A segmentation of the results according to respondents' religious affiliation showed that 79% of ultra-Orthodox Israelis agreed that the Holocaust was a unique event, compared to 63% of national religious, 66% of observant, 64% of traditional, and 49% of secular Israelis, who said the same.
Gauging the issue by political affiliation, the poll found that 38% of Israelis who identified as leftists believe the Shoah was a unique event in world history, compared to 52% of centrists and 68% of rightists.
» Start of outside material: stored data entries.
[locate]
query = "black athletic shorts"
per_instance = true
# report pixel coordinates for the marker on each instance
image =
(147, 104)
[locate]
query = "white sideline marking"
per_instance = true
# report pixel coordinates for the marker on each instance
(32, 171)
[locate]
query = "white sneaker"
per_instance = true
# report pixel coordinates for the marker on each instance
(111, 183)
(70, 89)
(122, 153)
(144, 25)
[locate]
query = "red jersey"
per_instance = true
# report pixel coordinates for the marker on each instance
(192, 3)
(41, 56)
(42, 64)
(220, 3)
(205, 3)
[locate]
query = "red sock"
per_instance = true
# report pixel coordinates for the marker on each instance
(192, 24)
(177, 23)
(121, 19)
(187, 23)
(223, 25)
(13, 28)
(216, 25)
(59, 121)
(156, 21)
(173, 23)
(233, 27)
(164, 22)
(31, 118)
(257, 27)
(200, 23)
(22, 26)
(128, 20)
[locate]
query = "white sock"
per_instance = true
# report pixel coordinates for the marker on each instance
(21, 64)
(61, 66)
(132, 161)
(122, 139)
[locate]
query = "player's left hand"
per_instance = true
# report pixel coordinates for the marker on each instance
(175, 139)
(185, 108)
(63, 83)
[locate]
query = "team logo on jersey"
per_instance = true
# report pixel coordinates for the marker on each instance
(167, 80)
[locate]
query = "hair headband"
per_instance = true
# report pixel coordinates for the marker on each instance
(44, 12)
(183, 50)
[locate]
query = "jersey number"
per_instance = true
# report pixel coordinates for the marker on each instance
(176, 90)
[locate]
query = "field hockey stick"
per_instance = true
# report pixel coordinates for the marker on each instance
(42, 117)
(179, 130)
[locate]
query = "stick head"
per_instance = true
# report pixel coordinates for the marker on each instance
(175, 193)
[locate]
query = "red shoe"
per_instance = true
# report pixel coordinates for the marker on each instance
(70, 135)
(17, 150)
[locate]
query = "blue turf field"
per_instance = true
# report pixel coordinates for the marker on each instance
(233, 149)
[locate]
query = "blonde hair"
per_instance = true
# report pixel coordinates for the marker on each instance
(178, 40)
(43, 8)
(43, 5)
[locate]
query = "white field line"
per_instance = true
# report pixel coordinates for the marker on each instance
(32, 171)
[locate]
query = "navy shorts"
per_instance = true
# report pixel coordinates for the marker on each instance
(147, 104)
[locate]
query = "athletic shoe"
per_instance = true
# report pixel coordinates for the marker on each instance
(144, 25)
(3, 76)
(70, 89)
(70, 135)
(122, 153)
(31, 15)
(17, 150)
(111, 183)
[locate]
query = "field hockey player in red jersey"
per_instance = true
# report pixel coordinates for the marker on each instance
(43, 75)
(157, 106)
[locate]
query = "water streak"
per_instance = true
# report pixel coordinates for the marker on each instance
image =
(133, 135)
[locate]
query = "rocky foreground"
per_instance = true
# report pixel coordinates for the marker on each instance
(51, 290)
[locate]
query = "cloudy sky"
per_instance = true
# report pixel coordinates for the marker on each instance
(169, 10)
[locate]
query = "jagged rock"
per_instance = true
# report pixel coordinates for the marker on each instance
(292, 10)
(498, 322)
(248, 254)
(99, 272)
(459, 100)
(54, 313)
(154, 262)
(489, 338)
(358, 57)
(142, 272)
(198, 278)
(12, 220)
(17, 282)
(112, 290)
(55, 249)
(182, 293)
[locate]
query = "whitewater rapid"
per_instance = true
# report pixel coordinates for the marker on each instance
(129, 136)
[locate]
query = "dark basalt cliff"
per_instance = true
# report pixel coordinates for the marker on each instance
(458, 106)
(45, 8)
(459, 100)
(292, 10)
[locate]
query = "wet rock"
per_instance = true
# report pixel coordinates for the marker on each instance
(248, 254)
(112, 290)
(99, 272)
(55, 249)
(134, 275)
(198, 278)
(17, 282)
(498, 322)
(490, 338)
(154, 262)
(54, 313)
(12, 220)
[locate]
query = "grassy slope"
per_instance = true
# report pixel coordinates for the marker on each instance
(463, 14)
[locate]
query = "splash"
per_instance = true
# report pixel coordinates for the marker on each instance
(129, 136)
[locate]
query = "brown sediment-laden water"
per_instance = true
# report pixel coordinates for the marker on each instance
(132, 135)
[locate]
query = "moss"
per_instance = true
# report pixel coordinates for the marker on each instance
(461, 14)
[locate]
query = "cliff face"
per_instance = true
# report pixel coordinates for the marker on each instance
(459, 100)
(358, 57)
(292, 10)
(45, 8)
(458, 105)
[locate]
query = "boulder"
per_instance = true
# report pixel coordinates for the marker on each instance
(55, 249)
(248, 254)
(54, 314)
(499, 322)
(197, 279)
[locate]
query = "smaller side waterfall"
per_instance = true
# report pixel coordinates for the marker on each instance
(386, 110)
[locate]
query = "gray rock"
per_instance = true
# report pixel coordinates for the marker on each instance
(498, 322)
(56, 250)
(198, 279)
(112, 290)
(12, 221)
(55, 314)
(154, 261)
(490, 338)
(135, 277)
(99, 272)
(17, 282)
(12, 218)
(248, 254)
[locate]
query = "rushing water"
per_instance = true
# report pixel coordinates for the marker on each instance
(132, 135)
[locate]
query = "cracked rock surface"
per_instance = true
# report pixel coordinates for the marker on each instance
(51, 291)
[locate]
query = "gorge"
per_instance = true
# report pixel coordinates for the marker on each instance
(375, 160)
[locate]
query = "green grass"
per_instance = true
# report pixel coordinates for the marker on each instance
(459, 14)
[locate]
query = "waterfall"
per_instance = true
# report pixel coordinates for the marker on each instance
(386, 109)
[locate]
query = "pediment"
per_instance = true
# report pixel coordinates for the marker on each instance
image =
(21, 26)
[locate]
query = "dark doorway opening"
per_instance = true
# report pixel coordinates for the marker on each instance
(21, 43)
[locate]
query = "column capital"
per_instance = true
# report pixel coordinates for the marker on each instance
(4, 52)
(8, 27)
Further segmentation of the results found that 68.5% of Sephardi Israelis see the Holocaust as a unique historical event, compared to 58% of Ashkenazi Israelis, 57% of mixed Sephardi-Ashkenazi Israelis and 43% of former Soviet-Union immigrants.
The poll further found that the majority of Israeli Jews – 81% - stand during the traditional, one-minute memorial siren that sounds on the morning of Holocaust Remembrance Day.
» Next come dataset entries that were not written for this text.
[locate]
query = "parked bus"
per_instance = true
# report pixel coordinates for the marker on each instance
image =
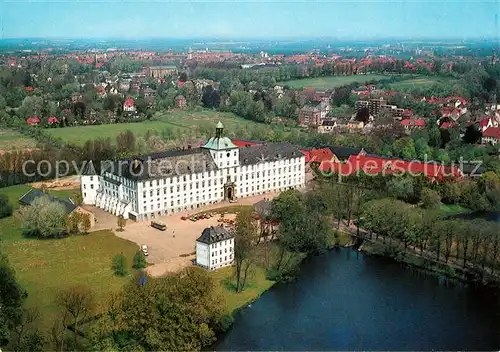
(158, 225)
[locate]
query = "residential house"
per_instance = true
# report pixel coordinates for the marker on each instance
(447, 124)
(129, 105)
(361, 104)
(378, 165)
(161, 71)
(33, 121)
(488, 122)
(491, 135)
(355, 126)
(409, 124)
(76, 97)
(327, 126)
(310, 116)
(313, 114)
(180, 101)
(215, 248)
(101, 91)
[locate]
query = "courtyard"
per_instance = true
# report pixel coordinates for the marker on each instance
(173, 249)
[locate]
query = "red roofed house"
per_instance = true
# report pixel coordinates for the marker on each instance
(52, 120)
(180, 101)
(385, 166)
(410, 124)
(33, 121)
(129, 105)
(243, 144)
(491, 135)
(488, 122)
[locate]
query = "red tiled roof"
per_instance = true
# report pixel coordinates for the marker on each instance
(129, 102)
(493, 132)
(417, 122)
(484, 122)
(242, 144)
(385, 166)
(448, 124)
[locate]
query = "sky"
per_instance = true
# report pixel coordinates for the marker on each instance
(355, 19)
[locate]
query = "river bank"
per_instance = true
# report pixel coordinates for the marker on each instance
(450, 270)
(346, 300)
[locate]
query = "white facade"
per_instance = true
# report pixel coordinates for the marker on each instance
(234, 176)
(215, 255)
(90, 185)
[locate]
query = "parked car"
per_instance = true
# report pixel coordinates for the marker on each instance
(158, 225)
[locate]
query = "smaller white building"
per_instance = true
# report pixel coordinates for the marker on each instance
(215, 248)
(90, 183)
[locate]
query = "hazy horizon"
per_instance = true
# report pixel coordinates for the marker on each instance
(244, 20)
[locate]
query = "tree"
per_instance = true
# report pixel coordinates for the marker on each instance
(430, 199)
(121, 222)
(139, 261)
(44, 218)
(126, 142)
(119, 265)
(181, 311)
(211, 97)
(78, 302)
(73, 222)
(12, 297)
(5, 207)
(86, 223)
(245, 234)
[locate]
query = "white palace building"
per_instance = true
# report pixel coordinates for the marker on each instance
(146, 187)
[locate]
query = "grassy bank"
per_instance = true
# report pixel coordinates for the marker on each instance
(422, 82)
(11, 140)
(427, 264)
(180, 122)
(331, 81)
(256, 286)
(45, 267)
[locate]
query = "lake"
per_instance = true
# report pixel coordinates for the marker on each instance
(345, 300)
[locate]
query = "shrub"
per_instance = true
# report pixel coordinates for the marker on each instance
(5, 207)
(44, 218)
(139, 261)
(119, 265)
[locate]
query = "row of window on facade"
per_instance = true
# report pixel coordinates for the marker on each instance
(211, 174)
(215, 245)
(214, 254)
(216, 261)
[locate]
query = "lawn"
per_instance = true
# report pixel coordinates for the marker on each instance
(11, 140)
(331, 81)
(44, 267)
(452, 209)
(422, 82)
(180, 121)
(256, 286)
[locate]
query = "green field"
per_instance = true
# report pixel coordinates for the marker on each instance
(10, 140)
(44, 267)
(422, 82)
(331, 81)
(182, 121)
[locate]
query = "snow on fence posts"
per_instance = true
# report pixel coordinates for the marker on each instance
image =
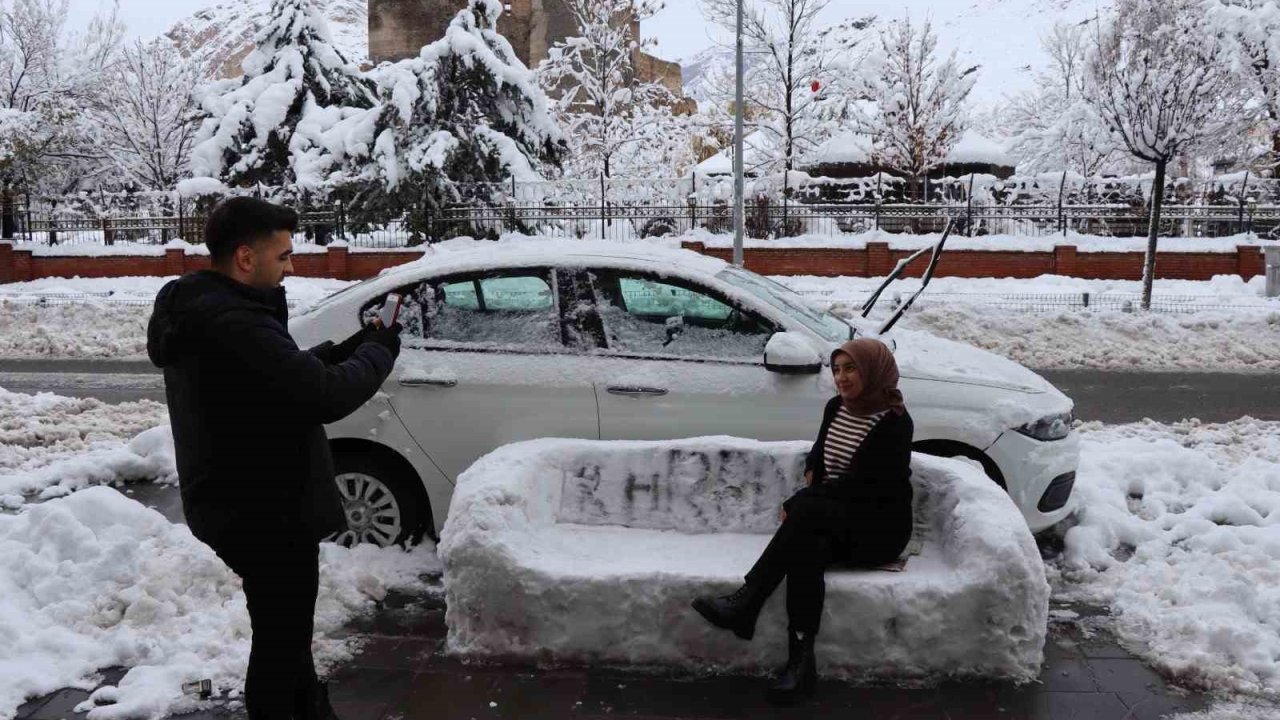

Some 60% said they watch the special telecasts of the day's events on Israel's major news channels, while 33% actively participate in commemoration events for those who perished in the Nazi atrocities of World War II.
A segmentation of the data shows that less than 30% of Haredi Israelis stand during the siren – the most common act of commemoration. Some 61% of Haredim do not participate in any form of commemoration, while only 5% of seculars do the same.
The poll further found that most Jewish Israelis – 71% - have not visited the Nazi death camps in Europe.
Among those who have, 16% did so on a high school trip. About 36% of Israelis ages 18-44 and 21% ages 44 and over did so independently.
The poll was conducted on April 24-25, among a sample of 605 participants ages 18 and over. The maximum sampling error was 3.59%.